Being part of the community and living as independently as possible are among the most important values and goals shared by people with disabilities, their families, and advocates. Chapters of The Arc across the country are on the front lines of pushing for inclusion and advocating for these important rights in their communities. And we want to share the progress that is being made in Alabama, Illinois and Virginia.
The Arc of Alabama’s tireless work led to a huge victory for its state at the end of 2011. Working with other statewide IDD organizations, the W.D. Partlow Developmental Center in Tuscaloosa, the home of thousands of individuals with IDD over the years, officially closed on December 28. With the closure of Partlow, Alabama becomes the first state in the southeast and one of only 13 states in the country to no longer operate large public institutions.
“We are delighted about the closure of Partlow. We share the credit for this great accomplishment with People First of Alabama and others, but I can say it would not have happened without The Arc,” said Tom Holmes, Executive Director of The Arc of Alabama.
December’s closing meant the last 150 residents of Partlow were moved to community homes throughout the state. Partlow, which opened in 1923, was costing approximately $42 million a year to operate.
“Most of the families come back and say that they did not realize that their family members would be so much happier living in the community. That is just wonderful for us to hear,” said Tom Holmes.
To learn more about the closure of Partlow read about it in The Tuscaloosa News.
Governor Pat Quinn’s announcement of his plan to rebalance the state’s approach to providing long term services and supports for individuals with IDD means change for thousands of individuals in Illinois. The Governor’s Active Community Care Transition (ACCT) plan will increase the number of individuals with IDD living in community settings across the state.

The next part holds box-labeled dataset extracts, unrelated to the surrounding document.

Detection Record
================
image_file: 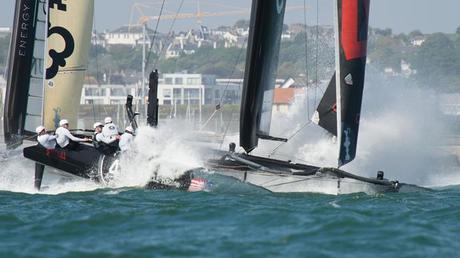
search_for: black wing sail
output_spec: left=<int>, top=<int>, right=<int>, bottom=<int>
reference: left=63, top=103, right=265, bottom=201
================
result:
left=240, top=0, right=286, bottom=152
left=3, top=0, right=39, bottom=146
left=312, top=73, right=337, bottom=136
left=336, top=0, right=370, bottom=166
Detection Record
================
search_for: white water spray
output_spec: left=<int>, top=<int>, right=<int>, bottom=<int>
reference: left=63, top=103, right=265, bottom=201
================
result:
left=258, top=72, right=460, bottom=186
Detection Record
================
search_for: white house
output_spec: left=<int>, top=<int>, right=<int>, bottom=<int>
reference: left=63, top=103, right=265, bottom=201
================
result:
left=104, top=25, right=154, bottom=47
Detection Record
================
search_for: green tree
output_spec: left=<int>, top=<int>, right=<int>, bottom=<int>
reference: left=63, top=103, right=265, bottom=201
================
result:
left=412, top=33, right=458, bottom=91
left=368, top=36, right=404, bottom=71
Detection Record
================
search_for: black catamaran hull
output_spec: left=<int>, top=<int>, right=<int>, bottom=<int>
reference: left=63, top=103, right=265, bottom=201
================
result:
left=23, top=144, right=193, bottom=190
left=207, top=153, right=400, bottom=195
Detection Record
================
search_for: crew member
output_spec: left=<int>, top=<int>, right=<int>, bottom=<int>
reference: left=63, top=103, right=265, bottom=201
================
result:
left=93, top=122, right=104, bottom=150
left=102, top=116, right=120, bottom=140
left=56, top=119, right=91, bottom=150
left=93, top=122, right=119, bottom=155
left=35, top=125, right=56, bottom=149
left=119, top=126, right=134, bottom=151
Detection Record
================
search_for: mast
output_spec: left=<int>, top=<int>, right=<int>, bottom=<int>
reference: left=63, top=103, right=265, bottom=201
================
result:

“This historic change in public policy embraces freedom, independence and choice. Our current system is antiquated. Only two states warehouse more people in institutions than Illinois and 13 states have closed all public institutions. More than 30 national studies show that community living provides the most safe and effective care. Yet Illinois ranks last in the nation in the number of available community settings,” said Tony Paulauski, Executive Director of The Arc of Illinois.
The Arc of Illinois has been an integral partner in moving the state toward a community based system. Over the last few months the Governor’s office has been in constant contact with The Arc of Illinois’ Executive Director Tony Paulauski and other members of The Arc.
During the first phase of the plan, residents from the Jacksonville Developmental Center (JDC) in Jacksonville, IL and from the Tinley Park Mental Health Center (MHC) in Tinley Park, IL will be transitioned to community settings and the facilities will be closed. Read more about the first of these closures.
Last month, the Department of Justice reached a settlement agreement with Virginia requiring the state to provide community-based services through Medicaid waivers and family supports for more than 5,000 individuals with IDD. The agreement means that Virginia will no longer be heavily reliant on large, expensive, public institutions. The state will be able to focus on individualized and cost effective community based services that allow individuals to live independent lives and participate in the community.
“The Arc of Virginia applauds Governor McDonnell and his administration for taking this important step in the right direction. We salute DOJ’s leadership on making this a successful effort that will result in thousands of people with intellectual and developmental disabilities being afforded the opportunity to live “A Life Like Yours” in the community. This landmark agreement will be long remembered as a historic moment in the ID/DD civil rights movement,” said Jamie Liban, Executive Director of The Arc of Virginia.
The state must create 4,170 new waiver slots for people currently residing in the state’s five Training Centers (about 1,000 individuals), people with intellectual disabilities who are on the state’s “urgent” waiting list for waiver services, people with ID who are under 22 and live in facilities other than the training centers, people with DD who are on the state’s waiting list for waiver services and for people with DD who are under 22 and live in facilities other than the training centers. The state also will create an individual and family support program for 1,000 individuals with IDD most at risk of institutional placement.
Detailed plans for helping individuals transition from institutional settings to community settings and establishing a quality and risk management system are outlined in the agreement. An independent reviewer will oversee the settlement agreement for the court which retains jurisdiction.